In the Senate inaugural session, the first act of the illegal presiding officer was to suspend the session without a motion from the floor, after the anthem and another song had been sung by the Las Pinas Boys Choir. Nothing more happened. But unless such malpractice is checked, something as bad as the House session of Nov. 13, 2000 could occur one day, and the senators, even if awake, would be unable to stop it.

The second issue has to do with the unresolved conflicts involving the Senate committee chairmanships. These will not be easy to resolve, especially if some senators have begun to see the rapidly receding public support for their totally unprincipled and opportunistic politics. On the contrary, the situation could get worse. The possibility of an unexpected revamp cannot be totally discounted. The political equation could change overnight.

The apparently critical issue is the chairmanship of the so-called Blue Ribbon Committee, which Joker chaired in the last Congress, and which the original opposition majority, which Villar’s new coalition had since reduced into a new minority, now wants to control. Jinggoy has threatened to resign as President Pro Tempore if an administration senator ended chairing the committee.

This is surprising to many. This seems to suggest that Jinggoy did not expect the administration to control the coalition that is made up of nine administration senators, two pro-administration independents, and only four publicly compromised oppositionists.

The only nominally opposition senators who could aspire to chair “Blue Ribbon” are Senators Francis Escudero and Alan Peter Cayetano. But although the Senate has more committees than senators, “Blue Ribbon” is seen as too major a committee to give to a neophyte. Of course, the billionaire Manny Villar was a first termer when he first became Senate President, so nothing prevents the senators from rising above seniority, tradition, or common sense. But none of the others have appeared on Forbes magazines’ billionaires’ list, and the administration will still have to agree to such arrangement, in any case.

Some may want to reconstitute the Senate majority with or without Villar as head. This has interesting possibilities. The administration has nine senators, plus two supportive independents, or a total of eleven.

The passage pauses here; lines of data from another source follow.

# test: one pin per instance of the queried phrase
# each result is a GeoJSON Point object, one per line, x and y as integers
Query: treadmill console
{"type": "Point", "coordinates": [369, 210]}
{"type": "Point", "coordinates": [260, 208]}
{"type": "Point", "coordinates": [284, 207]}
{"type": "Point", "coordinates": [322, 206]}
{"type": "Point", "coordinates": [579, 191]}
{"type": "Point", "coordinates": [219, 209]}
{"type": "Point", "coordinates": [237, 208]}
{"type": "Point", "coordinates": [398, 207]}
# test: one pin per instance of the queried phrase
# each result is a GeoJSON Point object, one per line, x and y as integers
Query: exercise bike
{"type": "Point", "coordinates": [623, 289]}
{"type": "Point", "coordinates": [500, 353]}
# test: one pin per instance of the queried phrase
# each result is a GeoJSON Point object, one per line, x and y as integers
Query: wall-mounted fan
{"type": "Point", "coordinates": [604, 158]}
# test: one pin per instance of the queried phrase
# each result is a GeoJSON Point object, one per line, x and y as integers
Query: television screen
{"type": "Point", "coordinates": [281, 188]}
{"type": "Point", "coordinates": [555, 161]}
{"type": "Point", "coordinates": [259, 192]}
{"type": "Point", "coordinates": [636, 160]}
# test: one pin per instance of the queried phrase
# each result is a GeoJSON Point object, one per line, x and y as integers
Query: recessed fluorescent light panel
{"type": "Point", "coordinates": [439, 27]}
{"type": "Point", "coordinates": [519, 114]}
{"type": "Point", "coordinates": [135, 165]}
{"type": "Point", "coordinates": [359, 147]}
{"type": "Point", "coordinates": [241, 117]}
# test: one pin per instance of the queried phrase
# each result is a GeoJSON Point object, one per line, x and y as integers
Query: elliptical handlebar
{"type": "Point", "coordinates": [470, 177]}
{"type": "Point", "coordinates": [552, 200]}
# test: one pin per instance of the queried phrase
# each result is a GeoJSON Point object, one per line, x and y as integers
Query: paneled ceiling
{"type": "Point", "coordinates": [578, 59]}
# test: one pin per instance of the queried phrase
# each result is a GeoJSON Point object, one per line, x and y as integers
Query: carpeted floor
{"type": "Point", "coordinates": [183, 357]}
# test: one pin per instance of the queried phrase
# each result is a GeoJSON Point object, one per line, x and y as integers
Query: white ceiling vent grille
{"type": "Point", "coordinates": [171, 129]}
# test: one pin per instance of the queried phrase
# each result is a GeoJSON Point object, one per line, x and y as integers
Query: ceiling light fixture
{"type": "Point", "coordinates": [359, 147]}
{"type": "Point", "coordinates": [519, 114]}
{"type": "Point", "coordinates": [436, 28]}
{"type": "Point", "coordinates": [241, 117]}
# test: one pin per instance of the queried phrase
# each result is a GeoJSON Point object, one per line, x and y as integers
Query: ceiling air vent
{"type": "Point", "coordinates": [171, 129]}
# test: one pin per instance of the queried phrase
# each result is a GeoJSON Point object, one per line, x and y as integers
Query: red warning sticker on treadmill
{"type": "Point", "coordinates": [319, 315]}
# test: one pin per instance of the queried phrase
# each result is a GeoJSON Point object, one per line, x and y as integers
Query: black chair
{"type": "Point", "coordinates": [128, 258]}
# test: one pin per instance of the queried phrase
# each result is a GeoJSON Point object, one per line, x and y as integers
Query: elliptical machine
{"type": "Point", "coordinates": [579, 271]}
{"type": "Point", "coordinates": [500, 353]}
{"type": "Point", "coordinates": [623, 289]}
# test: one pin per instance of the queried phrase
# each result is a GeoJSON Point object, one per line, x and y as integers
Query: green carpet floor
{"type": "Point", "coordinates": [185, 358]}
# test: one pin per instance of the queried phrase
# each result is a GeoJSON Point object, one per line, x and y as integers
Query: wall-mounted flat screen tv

The opposition has eleven also, assuming Villar’s group of four will go back to the fold. To elect a new President, they would still need a simple majority of 13 votes (computed on the basis of 24 senators, not 22). Either side will need to win over two “winnables”---this is one time you could correctly use this long bastardized word --- from the other side.

One thing that should never happen but could, should someone ever want to try it, is for the Senate to declare all its elective positions vacant and then fail to elect a new set of officers. The positions of Senate President, President Pro Tempore, Secretary, and Sergeant at Arms would have been vacated, but with the Chairman of Rules (and in virtue thereof, Majority Leader) and all other elected committee chairs, if any, intact. But with neither side able to win over two “winnables” from outside, the Senate Majority Leader becomes the Acting Senate President, under the Rules.

If that happens, Senator Kiko Pangilinan would have earned the grand prize of his life simply for routinely flubbing the Rules of the Senate.